BERT_PATH = "../input/huggingface-bert-variants/distilbert-base-uncased/distilbert-base-uncased"

data_dir = Path('../input/AI4Code')

读取文件

NUM_TRAIN = 10000


def read_notebook(path):
    return (
        pd.read_json(
            path,
            dtype={'cell_type': 'category', 'source': 'str'})
        .assign(id=path.stem)
        .rename_axis('cell_id')
    )


paths_train = list((data_dir / 'train').glob('*.json'))#[:NUM_TRAIN]
notebooks_train = [
    read_notebook(path) for path in tqdm(paths_train, desc='Train NBs')
]
df = (
    pd.concat(notebooks_train)
    .set_index('id', append=True)
    .swaplevel()
    .sort_index(level='id', sort_remaining=False)
)

df

在这里插入图片描述

读取顺序文件

df_orders = pd.read_csv(
    data_dir / 'train_orders.csv',
    index_col='id',
    squeeze=True,
).str.split()  # Split the string representation of cell_ids into a list

df_orders

在这里插入图片描述

示例文件展示

# Get an example notebook
nb_id = df.index.unique('id')[6]
print('Notebook:', nb_id)

print("The disordered notebook:")
nb = df.loc[nb_id, :]
display(nb)
print()
cell_order = df_orders.loc[nb_id]

print("The ordered notebook:")
nb.loc[cell_order, :]

无序的:

在这里插入图片描述

有序的:

在这里插入图片描述

获取df_ranks

def get_ranks(base, derived):
    """获取每个cell_id应该放到对应位置的索引"""
    return [base.index(d) for d in derived]
cell_ranks = get_ranks(cell_order, list(nb.index))
nb.insert(0, 'rank', cell_ranks)

nb

在这里插入图片描述

根据id获取有序cell_id和无序的cell_id
df_orders_ = df_orders.to_frame().join(
    df.reset_index('cell_id').groupby('id')['cell_id'].apply(list),
    how='right',
)
df_orders_

在这里插入图片描述

ranks = {}
for id_, cell_order, cell_id in df_orders_.itertuples():
    ranks[id_] = {'cell_id': cell_id, 'rank': get_ranks(cell_order, cell_id)}
df_ranks = (
    pd.DataFrame
    .from_dict(ranks, orient='index')
    .rename_axis('id') # 给两个轴[index,columns]设置名称 
    .apply(pd.Series.explode) # 将列表拆分成一行行的内容
    .set_index('cell_id', append=True) # 将每个id的内容拼接起来
)

df_ranks

在这里插入图片描述

获取祖先信息

df_ancestors = pd.read_csv(data_dir / 'train_ancestors.csv', index_col='id')
df_ancestors

在这里插入图片描述

将祖先信息、ranks信息到df
df = df.reset_index().merge(df_ranks, on=["id", "cell_id"]).merge(df_ancestors, on=["id"])
df

在这里插入图片描述

df["pct_rank"] = df["rank"] / df.groupby("id")["cell_id"].transform("count") # 计算每个notebook有多少cell,然后对rank进行归一化处理 其实是定义好了cell的排列顺序
# 对归一化后的rank进行分箱统计
df["pct_rank"].hist(bins=10)

在这里插入图片描述

数据预处理

划分训练集和验证集

from sklearn.model_selection import GroupShuffleSplit

NVALID = 0.1  # size of validation set

splitter = GroupShuffleSplit(n_splits=1, test_size=NVALID, random_state=0)

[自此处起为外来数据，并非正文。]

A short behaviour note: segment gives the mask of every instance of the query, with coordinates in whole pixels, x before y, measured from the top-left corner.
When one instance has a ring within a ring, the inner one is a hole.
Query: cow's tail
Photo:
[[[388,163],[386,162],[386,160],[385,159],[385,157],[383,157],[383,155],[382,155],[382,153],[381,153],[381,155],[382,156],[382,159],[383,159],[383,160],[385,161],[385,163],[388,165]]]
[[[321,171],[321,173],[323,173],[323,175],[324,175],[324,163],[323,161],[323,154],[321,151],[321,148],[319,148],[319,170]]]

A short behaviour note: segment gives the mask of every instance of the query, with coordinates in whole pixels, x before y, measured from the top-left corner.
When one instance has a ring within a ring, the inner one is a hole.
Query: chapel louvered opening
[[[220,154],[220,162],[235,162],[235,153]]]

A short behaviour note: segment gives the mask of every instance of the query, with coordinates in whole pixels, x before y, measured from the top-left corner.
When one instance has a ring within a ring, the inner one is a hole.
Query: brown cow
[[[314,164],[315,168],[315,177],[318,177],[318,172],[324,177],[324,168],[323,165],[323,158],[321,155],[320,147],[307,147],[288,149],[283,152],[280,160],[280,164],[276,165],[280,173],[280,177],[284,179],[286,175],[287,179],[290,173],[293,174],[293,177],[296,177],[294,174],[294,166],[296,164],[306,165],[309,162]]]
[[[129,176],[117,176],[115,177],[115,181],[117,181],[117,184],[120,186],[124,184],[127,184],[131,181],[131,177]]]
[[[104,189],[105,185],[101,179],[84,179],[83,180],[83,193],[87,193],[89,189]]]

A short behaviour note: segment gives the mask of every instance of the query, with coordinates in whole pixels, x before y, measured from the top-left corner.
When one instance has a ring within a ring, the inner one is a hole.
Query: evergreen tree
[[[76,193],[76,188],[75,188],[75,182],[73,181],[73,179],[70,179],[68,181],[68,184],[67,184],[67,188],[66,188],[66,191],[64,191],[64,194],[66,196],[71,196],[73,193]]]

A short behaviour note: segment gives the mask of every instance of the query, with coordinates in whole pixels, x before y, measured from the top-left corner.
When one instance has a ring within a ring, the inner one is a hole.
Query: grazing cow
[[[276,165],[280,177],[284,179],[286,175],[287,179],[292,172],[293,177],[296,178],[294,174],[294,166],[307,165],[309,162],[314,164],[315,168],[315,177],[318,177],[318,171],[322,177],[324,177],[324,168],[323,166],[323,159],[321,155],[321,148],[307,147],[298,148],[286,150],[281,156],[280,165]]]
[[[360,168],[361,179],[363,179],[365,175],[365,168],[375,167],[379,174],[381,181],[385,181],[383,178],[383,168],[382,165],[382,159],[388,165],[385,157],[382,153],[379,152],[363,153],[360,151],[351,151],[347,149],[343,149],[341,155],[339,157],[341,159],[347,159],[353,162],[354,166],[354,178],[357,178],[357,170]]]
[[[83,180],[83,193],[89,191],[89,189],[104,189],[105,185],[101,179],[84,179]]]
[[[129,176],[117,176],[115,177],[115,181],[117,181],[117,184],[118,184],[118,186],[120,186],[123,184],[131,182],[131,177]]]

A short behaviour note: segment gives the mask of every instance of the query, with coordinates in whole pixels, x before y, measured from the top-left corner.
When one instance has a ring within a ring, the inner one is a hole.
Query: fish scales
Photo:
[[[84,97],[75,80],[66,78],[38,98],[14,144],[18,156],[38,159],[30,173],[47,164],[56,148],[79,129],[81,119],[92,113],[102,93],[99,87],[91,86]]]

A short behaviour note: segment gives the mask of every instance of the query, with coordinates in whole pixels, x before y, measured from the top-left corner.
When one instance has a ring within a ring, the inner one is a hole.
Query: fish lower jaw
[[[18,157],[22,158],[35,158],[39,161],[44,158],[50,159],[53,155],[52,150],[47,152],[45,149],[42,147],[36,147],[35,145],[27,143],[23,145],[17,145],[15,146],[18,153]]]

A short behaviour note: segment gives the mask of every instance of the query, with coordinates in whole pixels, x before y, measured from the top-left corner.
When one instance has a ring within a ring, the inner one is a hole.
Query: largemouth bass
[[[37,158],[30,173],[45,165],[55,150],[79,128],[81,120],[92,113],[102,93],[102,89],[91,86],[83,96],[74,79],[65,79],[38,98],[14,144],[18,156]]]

train_ind, val_ind = next(splitter.split(df, groups=df["ancestor_id"])) # 按照组别划分 详细可见reference 2

train_df = df.loc[train_ind].reset_index(drop=True)
val_df = df.loc[val_ind].reset_index(drop=True)

train_df.head()

在这里插入图片描述

针对不同cell_type处理数据

train_df_mark = train_df[train_df["cell_type"] == "markdown"].reset_index(drop=True)
val_df_mark = val_df[val_df["cell_type"] == "markdown"].reset_index(drop=True)

衡量指标计算函数

from bisect import bisect


def count_inversions(a):
    inversions = 0
    sorted_so_far = []
    for i, u in enumerate(a):
        j = bisect(sorted_so_far, u)
        inversions += i - j
        sorted_so_far.insert(j, u)
    return inversions


def kendall_tau(ground_truth, predictions):
    total_inversions = 0
    total_2max = 0  # twice the maximum possible inversions across all instances
    for gt, pred in zip(ground_truth, predictions):
        ranks = [gt.index(x) for x in pred]  # rank predicted order in terms of ground truth
        total_inversions += count_inversions(ranks)
        n = len(gt)
        total_2max += n * (n - 1)
    return 1 - 4 * total_inversions / total_2max

计算示例:

y_dummy = val_df.groupby('id')['cell_id'].apply(list)
kendall_tau(df_orders.loc[y_dummy.index], y_dummy)

0.42511216883092573

数据建模

选择NLP模型

from tqdm import tqdm
import sys, os
from transformers import DistilBertModel, DistilBertTokenizer
import torch.nn.functional as F
import torch.nn as nn
import torch
MAX_LEN = 128

class MarkdownModel(nn.Module):
    def __init__(self):
        super(MarkdownModel, self).__init__()
        self.distill_bert = DistilBertModel.from_pretrained(BERT_PATH)
        self.top = nn.Linear(768, 1)
        
    def forward(self, ids, mask):
        x = self.distill_bert(ids, mask)[0]
        # 使用最后一层CLS做投影到1维数值 
        x = self.top(x[:, 0, :])
        return x

数据格式封装

from torch.utils.data import DataLoader, Dataset



class MarkdownDataset(Dataset):
    
    def __init__(self, df, max_len):
        super().__init__()
        self.df = df.reset_index(drop=True)
        self.max_len = max_len
        self.tokenizer = DistilBertTokenizer.from_pretrained(BERT_PATH, do_lower_case=True)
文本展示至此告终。